- Norwegian VHS cover art
- Directed by: Fernando Di Leo
- Screenplay by: Fernando Di Leo
- Story by: Fernando Di Leo
- Starring: Henry Silva; Edmund Purdom; Alberto Colajanni; Franco Giogene;
- Cinematography: Roberto Gerardi
- Edited by: Amedeo Giomini
- Music by: Franco Campanino [it]
- Production company: Robur Film
- Release date: 1985;
- Running time: 86 minutes
- Country: Italy

= Killer vs. Killers =

Killer vs. Killers (Killer contro killer) is a 1985 Italian film directed and written by Fernando Di Leo.

Initially planned as a remake of The Asphalt Jungle (1950), the film changed production and only bore small references to the 1950 film. The film was not released theatrically in Italy, and was initially distributed on home video in Switzerland and Norway. It was Di Leo's final work in film.

==Cast==
- Henry Silva as Sterling
- Edmund Purdom as His Excellency
- Albert Janni as Ferrari
- Franco Diogene as Burton
- Fernando Cerulli as Jaffe
- Dalila Di Lazzaro as Cherry

==Production==
The film was initially announced in 1983 as Killer e Killers (lit. 'Killer and Killers') by producer Ettore Spagnuolo, with production set to begin in February 1984. It was initially conceived as a remake of The Asphalt Jungle (1950) with director and screenwriter Fernando Di Leo hoping to cast Charles Bronson and Omar Sharif, while ultimately casting Henry Silva and Harrison Muller Jr. who he had worked with on The Violent Breed (1984).

This production did not proceed. Later, the film, now titled Killer vs. Killers, was restarted by the small Rome-based film company called Robur Film. Filming began on September 24, 1984 and was shot in Rome and Monte Carlo. Muller's role was replaced by Mario Colajanni, who was a former singer and the legal representative for Robur Film. He is billed as Albert Janni. Some references to The Asphalt Jungle remain in the film with characters named Jaffe and Sterling.

While trade papers reported the film being completed by November 1985, Robur Films ceded the rights to the film in April 1985.

==Release==
Killer vs. Killers was never released theatrically in Italy. It was released in 1985. The film was sold abroad, being released on home video in Switzerland on the Cinelux label as Commando di morte while its opening credits gave it the title of Death Commando. It was also released in Norway as Killer vs Killer on the Video Activ label.

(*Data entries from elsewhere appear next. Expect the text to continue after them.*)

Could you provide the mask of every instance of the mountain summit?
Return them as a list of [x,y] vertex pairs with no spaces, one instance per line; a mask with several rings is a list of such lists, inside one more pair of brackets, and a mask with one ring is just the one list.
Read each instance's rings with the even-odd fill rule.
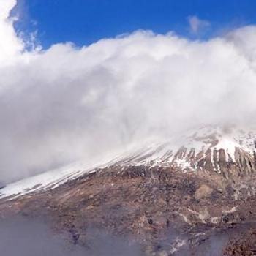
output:
[[[255,132],[202,127],[7,185],[0,212],[54,219],[90,247],[93,228],[132,238],[146,255],[253,255]],[[128,238],[127,238],[128,239]],[[214,246],[214,247],[213,247]]]

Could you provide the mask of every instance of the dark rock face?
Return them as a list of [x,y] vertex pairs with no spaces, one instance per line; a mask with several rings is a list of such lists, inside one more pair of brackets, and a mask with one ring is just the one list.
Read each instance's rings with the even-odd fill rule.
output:
[[94,228],[139,243],[146,255],[215,255],[209,249],[231,255],[244,246],[254,253],[236,237],[256,222],[255,175],[249,159],[239,157],[244,170],[223,162],[222,175],[208,168],[184,173],[170,167],[113,166],[54,189],[1,200],[1,216],[50,217],[54,229],[85,246]]

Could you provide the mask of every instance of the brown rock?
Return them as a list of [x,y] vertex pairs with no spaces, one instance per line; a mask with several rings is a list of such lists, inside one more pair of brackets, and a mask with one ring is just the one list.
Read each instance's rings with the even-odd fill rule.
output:
[[208,197],[213,192],[213,189],[207,185],[201,185],[195,192],[195,198],[200,200],[202,198]]

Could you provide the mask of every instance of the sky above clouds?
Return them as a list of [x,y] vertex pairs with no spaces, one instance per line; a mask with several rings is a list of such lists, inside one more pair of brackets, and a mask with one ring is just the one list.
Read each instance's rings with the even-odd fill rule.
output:
[[[140,29],[85,46],[45,45],[14,29],[23,16],[10,15],[15,4],[0,1],[0,181],[198,124],[255,124],[255,26],[201,40]],[[184,18],[189,34],[213,26]]]

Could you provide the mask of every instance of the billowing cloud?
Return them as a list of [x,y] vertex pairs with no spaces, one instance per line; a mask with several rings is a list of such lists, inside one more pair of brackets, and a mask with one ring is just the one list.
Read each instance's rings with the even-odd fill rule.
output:
[[210,27],[211,23],[208,20],[201,20],[197,16],[189,16],[188,21],[190,26],[190,31],[193,34],[197,34],[202,30]]
[[24,52],[7,20],[15,1],[1,4],[4,182],[190,126],[254,122],[255,26],[206,42],[138,31]]

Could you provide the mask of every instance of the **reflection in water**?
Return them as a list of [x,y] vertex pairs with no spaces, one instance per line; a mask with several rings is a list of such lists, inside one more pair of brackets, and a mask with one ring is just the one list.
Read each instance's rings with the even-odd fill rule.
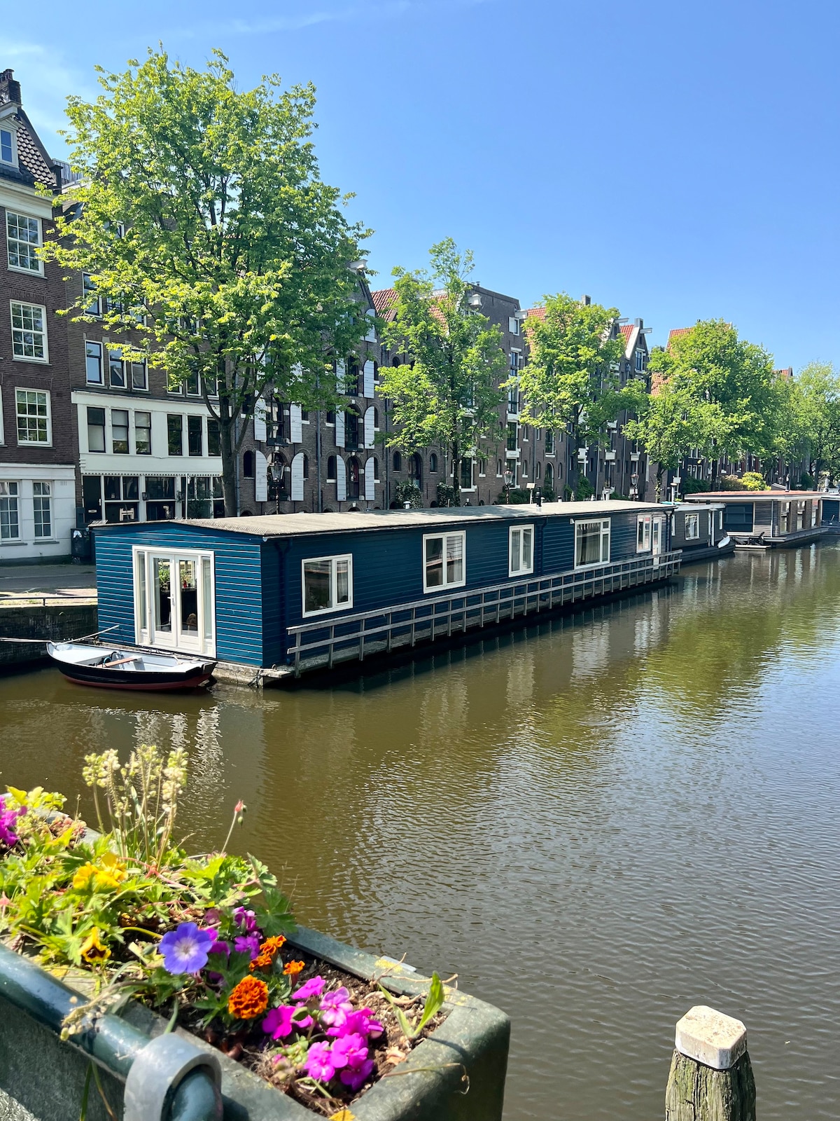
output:
[[743,555],[332,686],[0,679],[0,765],[90,813],[86,751],[184,745],[190,847],[244,798],[302,921],[512,1015],[510,1121],[661,1114],[700,1002],[746,1020],[764,1121],[811,1121],[840,1111],[839,654],[840,549]]

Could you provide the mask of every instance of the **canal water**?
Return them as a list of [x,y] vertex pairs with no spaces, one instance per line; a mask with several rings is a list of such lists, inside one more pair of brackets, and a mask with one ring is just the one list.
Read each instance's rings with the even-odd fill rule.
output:
[[745,1020],[762,1121],[840,1114],[840,548],[330,686],[198,697],[0,679],[0,769],[185,745],[190,846],[282,870],[299,919],[513,1019],[505,1118],[663,1113],[673,1027]]

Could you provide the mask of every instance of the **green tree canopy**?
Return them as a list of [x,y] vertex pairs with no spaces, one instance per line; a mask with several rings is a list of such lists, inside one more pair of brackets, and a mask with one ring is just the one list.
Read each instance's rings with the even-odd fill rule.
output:
[[[196,71],[162,50],[100,70],[100,84],[92,104],[69,99],[83,180],[46,253],[92,277],[128,356],[174,382],[200,376],[233,513],[239,417],[269,386],[304,405],[336,397],[330,355],[367,330],[347,269],[366,231],[319,178],[311,85],[282,92],[272,76],[239,92],[221,52]],[[77,290],[71,312],[90,318]]]
[[396,299],[383,339],[408,363],[381,368],[377,391],[393,407],[389,446],[409,453],[445,447],[458,502],[461,460],[498,441],[507,359],[498,327],[470,307],[472,252],[461,254],[447,238],[431,247],[429,258],[426,271],[393,271]]

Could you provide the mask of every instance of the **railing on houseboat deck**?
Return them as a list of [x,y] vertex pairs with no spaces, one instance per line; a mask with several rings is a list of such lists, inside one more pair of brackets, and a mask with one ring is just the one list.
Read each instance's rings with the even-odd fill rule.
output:
[[609,595],[641,584],[666,580],[679,572],[681,549],[659,557],[642,556],[591,568],[577,568],[547,576],[523,577],[506,584],[452,593],[436,599],[398,603],[392,608],[343,615],[335,622],[301,623],[289,627],[295,643],[288,648],[296,677],[305,669],[330,668],[336,661],[394,647],[414,646],[486,627],[535,611],[551,611],[594,595]]

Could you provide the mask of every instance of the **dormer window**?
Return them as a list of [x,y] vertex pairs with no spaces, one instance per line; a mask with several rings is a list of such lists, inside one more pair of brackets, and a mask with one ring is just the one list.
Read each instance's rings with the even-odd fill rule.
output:
[[0,164],[15,164],[15,140],[9,129],[0,129]]

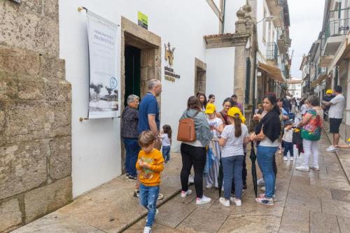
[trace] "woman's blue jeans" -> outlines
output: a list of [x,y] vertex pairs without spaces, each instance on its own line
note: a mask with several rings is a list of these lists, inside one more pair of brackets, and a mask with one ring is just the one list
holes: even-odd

Di Leo spoke about the film later, saying, "It's a shame because I had a good story. But it was hell. The film was delayed; it was almost cancelled," and that "the film was poorly distributed. No one saw it. I came out of it sick, exhausted, with zero morale and with the desire to stop making films." Killer vs. Killers was Fernando Di Leo's final film. In a 1988 interview, he said that "The producers no longer have the slightest idea. They are just making reheated stuff. I don't want to prostitute myself to continue making films."

Following a 2004 retrospective series of screenings of Di Leo's films at the Venice Film Festival, there were several DVD releases of his films, including Killer contro killer as Killer vs. Killers.